Tuesday, September 1, 2015

A pioneer of terror – El Diario de Yucatan

         


     

LOS ANGELES (AP) .- It is difficult to redefine a genre throughout a race, but the master of horror Wes Craven managed to do it, not once, but twice.

The prolific screenwriter and director, who died Sunday at age 76 because of a tumor in the brain, broke into two distinct eras of suburban gore movies: first in the 80′s with its iconic “Nightmare on Elm Street” and its indelible knives villain Freddy Krueger fingers, and again in the 90s with “Scream”.

Both rejoined the horror genre in the public and unleashed successful series.

Perhaps it was their twisted interpretation of the medium perfectly what resonated with their anxious supporters.

“The horror movies do not create fear … I released,” Craven said in an interview, who was also in charge of dramas like “Music of the Heart “(1999) with Meryl Streep and Gloria Estefan, who received his role an Oscar nomination. But his name, and his legacy will always be synonymous with terror.

“It was a consummate filmmaker and his body of work will live forever,” said Weinstein Co. co-chairman Bob Weinstein, whose company Dimension Films produced “Scream”. “My brother (Harvey Weinstein) and I are eternally grateful for all his work with us.”

His rise to fame

Although his first feature film “The Last House on the Left “scored a surprise hit, Craven jumped to stardom with” Nightmare on Elm Street “(1984), a film about teenagers in Ohio (including a then unknown Johnny Depp) in his dreams haunted by a sinister character.

The filmmaker wrote and directed this story that triggered an endless series that reached a new version in 2010. The concept Craven said he derived from his own youth in Cleveland, specifically the cemetery on Elm Street and a man Homeless inspired rabid aspect of Krueger.

Pioneer tradition

Along with “Halloween” by John Carpenter, “Nightmare on Elm Street” defined a tradition of cinema horror in which defenseless teenagers are stalked by murderers armed with knives deformed cruel mortal stories; usually promiscuous girls are the first to go.

“There is something the American dream, the kind of sleep Disneyesco, if you will, the beautifully cut lawn, the white picket fence, mom, dad and happy children, fear God and do good whenever possible, “said Craven once. “And the other side of the coin, the kind of feeling anger and rage that come to discover that this is not the reality of the matter, gives American horror films, in a way, an additional type of fury” .

The formula will work again with “Scream”, but with an additional layer of parody. By 1996, the style of scary movies Craven was well known, even though he was not always the director. (Craven was not involved in many of the consequences of “Nightmare on Elm Street”).

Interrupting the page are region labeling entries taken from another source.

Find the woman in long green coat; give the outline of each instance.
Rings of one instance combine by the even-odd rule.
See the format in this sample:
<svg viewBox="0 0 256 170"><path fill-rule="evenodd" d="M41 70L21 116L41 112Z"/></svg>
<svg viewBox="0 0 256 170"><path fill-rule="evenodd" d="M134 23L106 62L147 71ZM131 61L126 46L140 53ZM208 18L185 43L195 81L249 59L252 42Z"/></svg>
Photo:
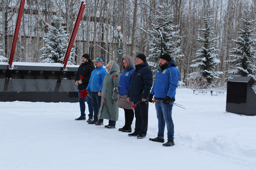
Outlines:
<svg viewBox="0 0 256 170"><path fill-rule="evenodd" d="M118 120L119 108L116 106L119 95L113 93L114 88L119 82L120 70L119 66L113 61L110 61L106 68L107 74L103 81L101 95L101 104L98 114L100 119L108 119L108 125L105 126L108 128L115 128L116 121Z"/></svg>

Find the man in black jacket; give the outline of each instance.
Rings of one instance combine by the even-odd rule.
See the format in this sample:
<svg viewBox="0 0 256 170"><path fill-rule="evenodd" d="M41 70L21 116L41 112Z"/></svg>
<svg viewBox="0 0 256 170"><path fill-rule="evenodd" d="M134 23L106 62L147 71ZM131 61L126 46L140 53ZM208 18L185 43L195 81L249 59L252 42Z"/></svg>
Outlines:
<svg viewBox="0 0 256 170"><path fill-rule="evenodd" d="M85 118L85 99L81 98L80 92L84 89L86 89L89 80L91 76L91 74L92 71L95 69L95 67L92 61L90 60L90 57L88 54L84 54L82 56L82 63L78 68L78 70L76 75L76 84L78 86L78 101L80 104L80 110L81 111L81 116L75 120L86 120ZM90 92L88 92L88 94L90 95ZM86 96L86 100L88 105L88 108L89 111L88 115L89 119L87 122L92 121L93 117L93 107L92 102L92 99L90 97Z"/></svg>
<svg viewBox="0 0 256 170"><path fill-rule="evenodd" d="M148 130L148 98L153 84L153 74L146 61L146 57L140 54L136 57L135 69L133 72L130 90L127 95L129 102L133 101L136 107L136 118L134 132L129 136L137 136L138 139L145 138ZM136 104L137 103L137 104Z"/></svg>

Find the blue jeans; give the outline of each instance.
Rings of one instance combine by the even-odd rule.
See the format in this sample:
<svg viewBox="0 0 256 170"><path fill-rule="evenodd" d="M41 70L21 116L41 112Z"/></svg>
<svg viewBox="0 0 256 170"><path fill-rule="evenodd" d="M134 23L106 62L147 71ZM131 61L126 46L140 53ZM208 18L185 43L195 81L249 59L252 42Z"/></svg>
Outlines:
<svg viewBox="0 0 256 170"><path fill-rule="evenodd" d="M99 120L98 118L98 114L101 103L101 96L99 96L98 95L98 92L92 92L91 93L92 101L92 106L93 107L94 112L93 120L103 122L103 119Z"/></svg>
<svg viewBox="0 0 256 170"><path fill-rule="evenodd" d="M147 100L147 102L148 102ZM134 102L134 103L137 102ZM144 102L138 103L134 108L135 129L134 132L139 135L146 135L148 131L148 105Z"/></svg>
<svg viewBox="0 0 256 170"><path fill-rule="evenodd" d="M83 117L85 117L86 115L85 114L85 99L81 98L81 95L80 92L82 91L82 90L78 89L78 101L80 105L80 111L81 111L81 116ZM91 92L88 92L88 94L91 95ZM92 99L88 96L86 97L86 100L87 101L87 104L88 105L88 109L89 111L89 114L88 116L89 118L92 118L93 116L93 107L92 107Z"/></svg>
<svg viewBox="0 0 256 170"><path fill-rule="evenodd" d="M167 129L167 137L168 140L173 140L174 134L174 125L172 118L173 105L165 105L162 102L156 101L155 103L156 117L158 120L158 134L157 136L164 139L165 123Z"/></svg>

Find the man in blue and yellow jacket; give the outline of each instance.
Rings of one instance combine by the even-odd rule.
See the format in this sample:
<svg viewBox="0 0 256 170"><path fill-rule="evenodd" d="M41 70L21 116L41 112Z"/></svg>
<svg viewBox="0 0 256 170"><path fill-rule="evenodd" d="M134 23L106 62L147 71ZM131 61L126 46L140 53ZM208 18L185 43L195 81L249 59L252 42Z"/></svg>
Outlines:
<svg viewBox="0 0 256 170"><path fill-rule="evenodd" d="M171 146L174 144L173 141L174 126L172 118L173 105L172 103L173 103L175 101L176 88L178 87L180 74L174 60L169 54L161 56L159 62L159 67L156 72L156 79L148 97L150 102L152 102L154 95L156 100L155 107L158 120L158 133L157 137L149 138L149 139L163 143L166 123L168 141L163 145Z"/></svg>
<svg viewBox="0 0 256 170"><path fill-rule="evenodd" d="M101 90L103 86L103 80L107 72L102 66L102 59L97 58L92 60L95 62L96 69L91 74L89 84L86 90L92 93L92 101L93 107L94 115L93 120L88 122L88 124L95 124L96 125L103 125L103 120L98 119L98 113L101 103Z"/></svg>

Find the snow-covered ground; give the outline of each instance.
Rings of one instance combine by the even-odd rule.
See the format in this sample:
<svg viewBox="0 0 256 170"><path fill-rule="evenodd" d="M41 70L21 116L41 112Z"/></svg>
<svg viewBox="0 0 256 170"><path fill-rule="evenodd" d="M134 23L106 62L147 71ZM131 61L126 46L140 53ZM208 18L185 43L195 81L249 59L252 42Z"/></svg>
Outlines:
<svg viewBox="0 0 256 170"><path fill-rule="evenodd" d="M158 132L151 103L147 137L139 139L118 131L122 109L108 129L75 120L78 103L0 102L0 169L256 169L256 116L225 112L225 95L178 89L176 98L185 109L173 107L169 147L148 140Z"/></svg>

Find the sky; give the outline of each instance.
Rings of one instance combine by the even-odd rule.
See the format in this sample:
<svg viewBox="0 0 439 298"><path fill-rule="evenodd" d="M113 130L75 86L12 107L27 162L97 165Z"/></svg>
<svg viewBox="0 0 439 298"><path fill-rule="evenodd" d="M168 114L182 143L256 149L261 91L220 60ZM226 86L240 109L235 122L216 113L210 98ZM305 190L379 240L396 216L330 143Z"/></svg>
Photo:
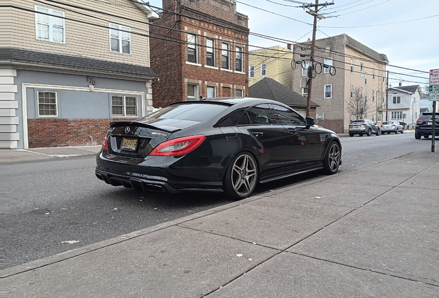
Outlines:
<svg viewBox="0 0 439 298"><path fill-rule="evenodd" d="M162 7L162 0L149 2ZM439 68L439 0L319 1L320 4L326 2L333 4L319 11L326 18L318 22L317 39L346 33L387 56L387 70L396 72L389 74L393 86L400 82L402 86L428 85L429 70ZM313 37L313 17L297 7L302 3L315 3L315 0L236 0L237 11L248 17L251 32L291 42ZM286 42L252 34L248 44L286 47Z"/></svg>

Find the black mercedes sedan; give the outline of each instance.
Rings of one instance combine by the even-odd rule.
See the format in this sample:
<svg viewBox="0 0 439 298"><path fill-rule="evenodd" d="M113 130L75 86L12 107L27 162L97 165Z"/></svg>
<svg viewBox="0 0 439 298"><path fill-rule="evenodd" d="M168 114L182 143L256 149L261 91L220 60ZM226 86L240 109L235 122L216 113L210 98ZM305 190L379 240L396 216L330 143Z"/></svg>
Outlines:
<svg viewBox="0 0 439 298"><path fill-rule="evenodd" d="M256 183L322 169L335 173L334 132L287 106L253 98L170 104L133 121L110 123L96 176L144 191L224 191L240 199Z"/></svg>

“Scream” written by Kevin Williamson and stars a cast that included Drew Barrymore and Neve Campbell, is mocked the clichés own Craven helped create. He had three sequels, all directed by the filmmaker himself.

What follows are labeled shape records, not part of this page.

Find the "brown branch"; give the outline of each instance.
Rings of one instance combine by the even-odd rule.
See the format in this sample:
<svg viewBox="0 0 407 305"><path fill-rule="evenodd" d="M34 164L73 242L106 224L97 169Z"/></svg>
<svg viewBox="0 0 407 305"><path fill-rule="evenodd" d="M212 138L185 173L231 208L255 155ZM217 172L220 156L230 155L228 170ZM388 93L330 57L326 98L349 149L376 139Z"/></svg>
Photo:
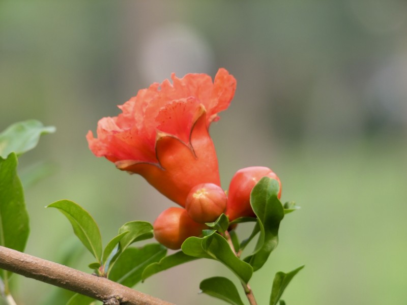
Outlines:
<svg viewBox="0 0 407 305"><path fill-rule="evenodd" d="M0 268L100 301L126 305L173 305L96 276L0 246ZM111 303L114 303L112 302ZM117 303L117 302L116 302Z"/></svg>

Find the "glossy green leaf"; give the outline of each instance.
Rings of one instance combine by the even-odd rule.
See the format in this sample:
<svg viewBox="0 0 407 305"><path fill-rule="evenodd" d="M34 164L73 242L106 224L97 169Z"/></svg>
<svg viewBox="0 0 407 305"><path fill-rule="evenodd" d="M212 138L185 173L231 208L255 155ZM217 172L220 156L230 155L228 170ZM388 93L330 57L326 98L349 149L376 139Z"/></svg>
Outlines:
<svg viewBox="0 0 407 305"><path fill-rule="evenodd" d="M75 234L99 262L102 258L102 237L96 222L91 215L73 201L65 199L51 203L68 219Z"/></svg>
<svg viewBox="0 0 407 305"><path fill-rule="evenodd" d="M159 272L198 258L198 257L187 255L182 251L176 252L173 254L163 257L158 262L149 265L143 271L142 280L144 281L148 278Z"/></svg>
<svg viewBox="0 0 407 305"><path fill-rule="evenodd" d="M212 234L215 234L215 231L213 231ZM195 236L188 237L181 245L182 252L190 256L200 258L213 258L202 248L202 240L207 237L203 238Z"/></svg>
<svg viewBox="0 0 407 305"><path fill-rule="evenodd" d="M181 249L187 255L212 258L220 262L244 283L249 281L253 273L251 266L239 259L226 240L217 233L202 238L187 238Z"/></svg>
<svg viewBox="0 0 407 305"><path fill-rule="evenodd" d="M297 206L294 201L287 201L284 204L284 214L288 214L299 208L300 207Z"/></svg>
<svg viewBox="0 0 407 305"><path fill-rule="evenodd" d="M284 209L278 199L277 180L264 177L253 188L250 204L257 217L260 234L253 253L244 259L254 271L264 264L278 243L278 228L284 217Z"/></svg>
<svg viewBox="0 0 407 305"><path fill-rule="evenodd" d="M223 300L233 305L244 305L238 289L233 282L226 278L215 277L200 282L202 292Z"/></svg>
<svg viewBox="0 0 407 305"><path fill-rule="evenodd" d="M123 233L112 238L111 240L107 243L107 245L105 248L104 250L103 250L103 254L102 256L102 262L103 264L106 264L106 262L107 261L107 259L109 258L109 256L111 254L111 253L114 249L114 248L117 246L118 244L123 238L123 237L128 233L128 231L123 232Z"/></svg>
<svg viewBox="0 0 407 305"><path fill-rule="evenodd" d="M90 268L91 269L96 270L97 269L99 269L99 267L100 267L100 263L98 263L97 262L95 263L92 263L91 264L89 264L88 265L88 266L89 267L89 268Z"/></svg>
<svg viewBox="0 0 407 305"><path fill-rule="evenodd" d="M229 219L224 214L221 214L215 222L207 223L207 226L221 233L224 233L229 226Z"/></svg>
<svg viewBox="0 0 407 305"><path fill-rule="evenodd" d="M152 238L153 225L148 222L134 221L126 223L119 230L119 234L129 231L120 240L120 248L122 251L129 247L133 242Z"/></svg>
<svg viewBox="0 0 407 305"><path fill-rule="evenodd" d="M235 230L229 231L229 236L230 236L230 240L233 245L235 252L237 253L240 250L240 245L239 244L239 238L238 237L238 234L236 234L236 231Z"/></svg>
<svg viewBox="0 0 407 305"><path fill-rule="evenodd" d="M253 274L253 268L239 259L235 254L226 240L218 234L204 238L202 248L213 258L229 268L238 277L247 283Z"/></svg>
<svg viewBox="0 0 407 305"><path fill-rule="evenodd" d="M270 305L276 305L277 303L278 300L281 297L284 289L287 287L287 285L288 285L294 276L303 268L304 268L304 265L286 273L281 271L276 273L274 280L273 281L273 288L270 296Z"/></svg>
<svg viewBox="0 0 407 305"><path fill-rule="evenodd" d="M67 303L66 305L89 305L96 300L86 295L75 293Z"/></svg>
<svg viewBox="0 0 407 305"><path fill-rule="evenodd" d="M0 157L14 151L19 156L34 148L42 134L54 132L53 126L44 127L35 119L15 123L0 134Z"/></svg>
<svg viewBox="0 0 407 305"><path fill-rule="evenodd" d="M234 225L236 224L241 224L245 222L255 222L257 221L257 219L255 217L239 217L236 219L234 219L230 222L229 225Z"/></svg>
<svg viewBox="0 0 407 305"><path fill-rule="evenodd" d="M165 256L167 248L159 243L128 248L118 258L109 273L109 280L132 287L141 280L144 269Z"/></svg>
<svg viewBox="0 0 407 305"><path fill-rule="evenodd" d="M260 232L260 226L259 226L258 222L257 222L253 228L253 230L251 232L250 236L242 240L242 242L241 242L240 246L240 249L243 251L259 232Z"/></svg>
<svg viewBox="0 0 407 305"><path fill-rule="evenodd" d="M6 159L0 157L0 246L22 252L30 227L23 190L17 174L18 163L14 152ZM5 281L10 274L0 271Z"/></svg>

Craven oversaw increasingly a cottage industry of terror that took its name as a trademark, and which included remakes of his films “Wake the Devil” (2006 ) and “Revenge of the Lake House” (2009).

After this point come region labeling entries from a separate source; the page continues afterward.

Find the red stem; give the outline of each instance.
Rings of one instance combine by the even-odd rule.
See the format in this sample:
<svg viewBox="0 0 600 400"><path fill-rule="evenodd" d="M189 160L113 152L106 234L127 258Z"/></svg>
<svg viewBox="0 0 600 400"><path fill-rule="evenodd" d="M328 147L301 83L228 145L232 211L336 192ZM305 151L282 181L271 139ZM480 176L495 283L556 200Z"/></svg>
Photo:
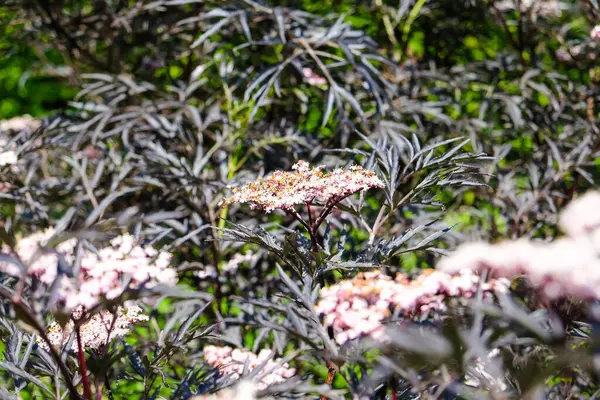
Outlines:
<svg viewBox="0 0 600 400"><path fill-rule="evenodd" d="M90 389L90 381L87 376L87 364L85 363L85 354L83 353L83 345L81 344L81 333L79 332L79 326L77 326L75 332L77 333L77 355L79 358L79 368L81 370L81 382L83 383L83 398L86 400L92 400L92 391Z"/></svg>

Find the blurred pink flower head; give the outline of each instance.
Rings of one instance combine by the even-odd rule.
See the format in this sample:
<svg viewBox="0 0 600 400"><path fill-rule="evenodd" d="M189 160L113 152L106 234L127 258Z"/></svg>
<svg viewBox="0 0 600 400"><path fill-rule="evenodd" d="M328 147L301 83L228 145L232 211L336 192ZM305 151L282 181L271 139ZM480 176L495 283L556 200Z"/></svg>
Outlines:
<svg viewBox="0 0 600 400"><path fill-rule="evenodd" d="M489 270L495 277L525 276L548 299L600 298L600 193L588 192L560 214L567 237L553 242L527 239L497 244L467 243L443 258L437 269Z"/></svg>
<svg viewBox="0 0 600 400"><path fill-rule="evenodd" d="M75 260L76 239L61 242L56 249L45 249L54 230L47 229L20 239L16 256L27 266L27 274L50 285L58 276L59 257L71 264ZM5 252L10 249L5 248ZM63 276L59 282L57 300L68 309L83 306L90 309L103 298L115 299L127 289L150 289L156 285L175 286L177 272L170 267L171 254L137 244L125 234L113 239L97 253L84 250L79 275ZM0 262L0 270L19 276L16 265Z"/></svg>
<svg viewBox="0 0 600 400"><path fill-rule="evenodd" d="M275 171L268 178L234 188L232 196L221 204L248 203L250 208L266 212L293 210L294 206L315 200L335 204L351 194L383 187L374 172L360 166L338 168L331 173L323 172L323 168L311 168L306 161L299 161L293 171Z"/></svg>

Craven, who remained active until his death, left numerous television projects in development, including a new series of “Scream” for MTV ; He was also executive producer of the movie “The Girl in the Photographs” will premiere in September at the Film Festival in Toronto.

In a statement, the family of Craven said he died in his Los Angeles home surrounded by his loved ones. Lost his battle with brain cancer.

He is survived by his wife, producer Iya Labunka, a son, a daughter and a stepdaughter.

In 2010, Craven told the Los Angeles Times. “My goal is dying nonagenarian in the set, say ‘that’s it’ after the last shot, others collapse and go on to lift a beer in my honor”

Who’s Wesley Earl “Wes” Craven

The director was born in Cleveland, Ohio, August 2 de1939 within a Baptist family.

Its beginnings

Although made a master of arts at Johns Hopkins, Craven His first feature film was started in the cinema first in the pornography industry, where he worked under pseudonyms.

First feature

using his own name was “The Last House on the Left” (“The Last House on the Left”) of 1972, a horror movie inspired by “The Virgin Spring” by Ingmar Bergman.